We recognise in the gospel that the Resurrection is always life-changing. Jesus’ greeting of peace is a recurring gift and challenge. It is the only way to accept the radical message of resurrection. Though following Christ is not always clear, we can live by love and hospitality.… as God has loved us. That love varies and changes depending on whoever we encounter. Jesus’ love was countercultural and is even considered ‘sinful’ by the authorities as is the case Europe, the USA and Australia in recent years. Our actions, our advocacy, our striving for peace with justice, our being with people considered ‘outsiders’ or the underside of the world (refugees, people who are homeless or unemployed or underemployed, gay and lesbian and other genders) might raise eyebrows and lead to problems or conflict. But, the love that Jesus inspires is always about relationship, not legalistic. Pastoral, not dogmatic. Liberating, not constricting or dominating. Other-centred, not self-centred. Embodying these actions in our lives, despite the risks and doubts, despite opposition, shows that Jesus is truly risen.

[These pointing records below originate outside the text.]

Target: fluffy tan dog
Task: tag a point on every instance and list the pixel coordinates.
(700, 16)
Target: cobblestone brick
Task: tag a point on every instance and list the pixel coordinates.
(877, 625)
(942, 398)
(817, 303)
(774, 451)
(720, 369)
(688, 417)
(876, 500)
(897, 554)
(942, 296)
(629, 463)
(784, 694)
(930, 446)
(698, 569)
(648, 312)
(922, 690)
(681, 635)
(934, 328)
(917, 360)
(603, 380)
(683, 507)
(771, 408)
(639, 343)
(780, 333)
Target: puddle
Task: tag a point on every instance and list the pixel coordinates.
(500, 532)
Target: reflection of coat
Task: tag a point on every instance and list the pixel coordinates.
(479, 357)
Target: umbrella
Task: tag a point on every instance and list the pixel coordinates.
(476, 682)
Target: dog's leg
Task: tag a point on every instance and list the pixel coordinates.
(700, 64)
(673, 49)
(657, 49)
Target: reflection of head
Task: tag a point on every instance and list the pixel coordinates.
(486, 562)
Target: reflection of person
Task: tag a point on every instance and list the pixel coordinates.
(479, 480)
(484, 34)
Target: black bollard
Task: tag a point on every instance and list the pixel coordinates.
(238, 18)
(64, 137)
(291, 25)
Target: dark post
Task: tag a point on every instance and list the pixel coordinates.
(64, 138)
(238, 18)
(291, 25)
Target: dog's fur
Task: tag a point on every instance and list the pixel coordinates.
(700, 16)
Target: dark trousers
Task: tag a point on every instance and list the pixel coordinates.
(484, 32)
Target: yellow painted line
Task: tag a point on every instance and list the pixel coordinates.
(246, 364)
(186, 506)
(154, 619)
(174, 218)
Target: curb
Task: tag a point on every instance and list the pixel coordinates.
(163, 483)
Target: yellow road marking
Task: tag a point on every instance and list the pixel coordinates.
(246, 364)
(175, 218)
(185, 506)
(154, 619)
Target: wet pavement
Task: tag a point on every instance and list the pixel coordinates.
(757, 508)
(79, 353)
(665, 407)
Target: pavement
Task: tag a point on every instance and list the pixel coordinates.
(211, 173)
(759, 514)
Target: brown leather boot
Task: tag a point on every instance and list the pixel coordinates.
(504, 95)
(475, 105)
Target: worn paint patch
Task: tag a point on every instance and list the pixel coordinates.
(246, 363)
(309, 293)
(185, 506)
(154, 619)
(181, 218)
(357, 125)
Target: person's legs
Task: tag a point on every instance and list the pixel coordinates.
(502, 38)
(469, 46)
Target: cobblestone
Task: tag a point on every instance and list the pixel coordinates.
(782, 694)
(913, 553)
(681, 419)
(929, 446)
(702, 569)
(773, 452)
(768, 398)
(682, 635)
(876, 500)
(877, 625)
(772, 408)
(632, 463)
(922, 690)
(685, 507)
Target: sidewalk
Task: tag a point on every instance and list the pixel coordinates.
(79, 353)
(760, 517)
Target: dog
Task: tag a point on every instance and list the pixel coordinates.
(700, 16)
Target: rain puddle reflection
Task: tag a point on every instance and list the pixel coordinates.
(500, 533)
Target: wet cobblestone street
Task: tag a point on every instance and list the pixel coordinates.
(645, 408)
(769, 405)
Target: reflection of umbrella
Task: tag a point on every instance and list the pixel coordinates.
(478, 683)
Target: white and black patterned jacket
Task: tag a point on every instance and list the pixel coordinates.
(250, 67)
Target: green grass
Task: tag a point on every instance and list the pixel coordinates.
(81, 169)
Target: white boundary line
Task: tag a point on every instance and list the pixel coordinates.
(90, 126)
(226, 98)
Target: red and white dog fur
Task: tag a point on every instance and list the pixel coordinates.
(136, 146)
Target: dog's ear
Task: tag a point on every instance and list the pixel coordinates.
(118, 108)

Jesus’ offer of ‘peace’ (shalom) conveys a challenge to each of us:  what are you doing to make the world look more like God’s world rather that organised by governments, multi-national corporations, markets, organised religion and the like? These drive the spikes and nails into the hands and feet of our sisters and brothers and are incapable or unwilling to recognise or respond to the wounds - see my hands, see my feet.

 

Jesus’ hunger is connected (cf. Matthew 25) with hungry people being fed, naked people being clothed, people in prison being visited; people who are strangers, migrants, asylum seekers being welcomed. Their wounds are his wounds! This is challenge not only for our society but also our churches. It remarkable that Jesus choses to share what is most revealing about himself: the unmistakable signs of his crucifixion, defeat and vulnerability which he shares with crucified humanity. Richard Hays asks, ‘If the resurrection has broken into the world, however, why do we still live a world entangled in violence, injustice, and death? Why do innocent people continue to die in bombings, in senseless shootings, in acts of terror? Why the senseless violence, structural and physical, against Black people? Why does cancer continue to eat away at our bodies? (‘This is the day the Lord has made: Living the resurrection in a time of violence and despair’, ABC Religion and Ethics April 4, 2021). When Dietrich Bonhoeffer was being led to his execution, a prison guard found a piece of paper with the words, ‘Only a suffering God can help.’ Paradoxically Jesus’ wounds pulled the disciples out of disbelief into a radical, life-altering faith. Even in the resurrection, Jesus’ witness was a witness of scars. If this Jesus is real, trustworthy and approachable, maybe people need to see our scars rather than our piety and to see our vulnerability rather than our power. ‘Only a suffering God can help.’  We have been given new life by Jesus’s resurrection. Our role is to represent his presence, because his resurrection determines the shape of the life we life now and together we can say to the powers that they will be defeated.